Men of Tomorrow, on the top there, is prose, not comics. It's probably my favorite nonfiction book I've ever read.  I can't recommend it highly enough. It gives the whole story of Jerry Siegel and Joe Shuster, of how they created Superman when they were still kids, and how they sold the rights for one hundred American dollars, and the long sad history of lawsuits and poverty and heartbreak that followed.

The third book down is Superman from the 30s to the 80s, a slightly later edition of the book I checked out from my school library in 1983 and read cover to cover. Out of all the stories that are reprinted in this book the one that stuck with me over the last thirty years was "The Girl From Superman's Past," Over time all the other details from this book faded (at least until I bought a used copy a few months ago) but I always remembered the story about college-age Superman falling in love with a mermaid.

"The Girl From Superman's Past," AKA the Lori Lemaris story, originally saw print in Superman #129 back in 1959. It was written by Bill Finger and Wayne Boring, two creators who don't get enough credit. Wayne Boring doesn't get talked about much these days, even though he basically defined the look of Superman. Bill Finger is pretty much the textbook example of a comic book creator who doesn't get enough credit--in fact, it's contractually required that he not get the credit he's due--but we'll talk about that more later, when we get to Batman.

So many Superman comics focus on various romantic entanglements or schemes or rivalries that ultimately come to nothing. Because "The Girl From Superman's Past" is, obviously, set in Superman's past, it can tell a story of doomed romance that has a beginning, middle, and end, with no need for maintaining some kind of romantic status quo.

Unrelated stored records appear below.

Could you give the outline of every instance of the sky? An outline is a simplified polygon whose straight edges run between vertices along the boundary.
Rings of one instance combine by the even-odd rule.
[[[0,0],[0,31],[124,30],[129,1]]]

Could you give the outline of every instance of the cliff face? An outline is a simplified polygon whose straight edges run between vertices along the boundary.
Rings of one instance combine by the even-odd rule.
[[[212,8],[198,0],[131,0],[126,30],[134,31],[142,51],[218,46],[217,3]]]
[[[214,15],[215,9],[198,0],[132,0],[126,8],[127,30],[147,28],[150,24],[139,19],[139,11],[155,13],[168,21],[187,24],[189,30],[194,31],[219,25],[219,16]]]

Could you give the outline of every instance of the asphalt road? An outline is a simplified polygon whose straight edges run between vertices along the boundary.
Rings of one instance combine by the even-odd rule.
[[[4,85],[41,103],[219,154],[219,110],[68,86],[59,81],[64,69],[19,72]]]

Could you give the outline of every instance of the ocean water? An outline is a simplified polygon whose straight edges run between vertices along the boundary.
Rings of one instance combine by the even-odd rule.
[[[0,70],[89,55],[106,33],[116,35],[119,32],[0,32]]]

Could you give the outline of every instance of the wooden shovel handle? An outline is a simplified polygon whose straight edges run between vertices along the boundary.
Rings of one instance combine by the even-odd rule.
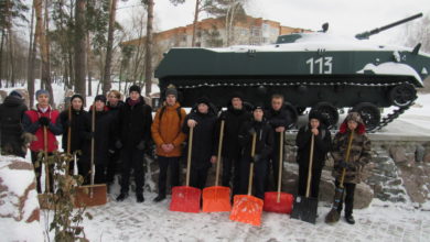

There's a melancholy tone to these old Superman stories that I find appealing. Superman's a great guy, and he does what he can to help people, but his home planet blew up, his foster parents are dead, he can't commit to a romantic relationship, and there's no one else like him in the world. "The Girl From Superman's Past" is literally a children's story where the hero reminisces about the only woman in the world he was ever willing to marry, and how it turned out that the two of them could never be together. "And now he will always be alone. THE END."


My students' homework for tomorrow is to read "The Girl From Superman's Past" and answer questions about it. Will they respond to this story's wistful melancholy as enthusiastically as I did? Almost certainly not, but I'll let you know.

1 comment:

  1. Jerry Siegel, Joe Shuster, Bill Finger--what I'm hearing you say is that it's time to shorten the copyright term. Am I right? It goes on forever these days (life plus seventy years or whatever it is), but it's just a way for some corporation to continue reaping huge profits long after some other guy actually did the work of creating something.